The government also tried to use the Supreme Court’s horrendous Strieff decision to save the evidence, but the court notes that the “temporal proximity” between the illegal Stingray search and the consensual search of the apartment was too close to allow the illegality of the original search to dissipate.
The government also tried to use the Third Party Doctrine to salvage its warrantless search, but the court refuses to be sold on this bad idea.
This Court need not address whether the third party doctrine is “ill suited to the digital age, in which people reveal a great deal of information about themselves to third parties in the course of carrying out mundane tasks,” United States v. Jones, 132 S. Ct. 945, 957 (2012) (Sotomayer, J., concurring), because even under the historic framework of the doctrine, it is not available to the Government here. The doctrine applies when a party “voluntarily turns over [information] to third parties.” Smith v. Maryland, 442 U.S. 735, 744 (1979) […] However, the location information detected by a cell-site simulator is different in kind from pen register information: it is neither initiated by the user nor sent to a third party.
Unlike CSLI, the “pings” picked up by the cell-site simulator are not transmitted in the normal course of the phone’s operation. Rather, “cell site simulators actively locate phones by forcing them to repeatedly transmit their unique identifying electronic serial numbers, and then calculating the signal strength until the target phone is pinpointed.”
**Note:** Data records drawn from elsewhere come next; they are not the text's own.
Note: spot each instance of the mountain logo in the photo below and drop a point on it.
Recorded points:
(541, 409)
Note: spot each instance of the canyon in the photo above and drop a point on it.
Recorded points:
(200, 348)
These points are good. The following, though, is even better. The court finds the government can’t attempt to use the Third Party Doctrine when it has chosen to act as the “third party” in this equation.
For both the pen register and CSLI, the Government ultimately obtains the information from the service provider who is keeping a record of the information. With the cell-site simulator, the Government cuts out the middleman and obtains the information directly. Without a third party, the third party doctrine is inapplicable.
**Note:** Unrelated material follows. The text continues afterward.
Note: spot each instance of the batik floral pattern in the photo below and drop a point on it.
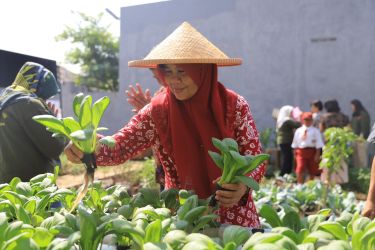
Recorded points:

The Second Circuit has yet to make a decision on the reasonable expectation of privacy in CSLI. If this is appealed, it may finally have to handle that question. Then again, CSLI is only partially implicated here and it may be able to let the Fourth Amendment’s reach be determined on a case-by-case basis until something more directly addressing the issue comes along. If nothing else, the ruling here should encourage more federal agencies operating in this district to get a warrant “just in case.” Then again, the secrecy surrounding Stingray devices discourages the creation of paper trails, so it may be that the government will continue to roll the Fourth Amendment dice until a higher court tells them otherwise.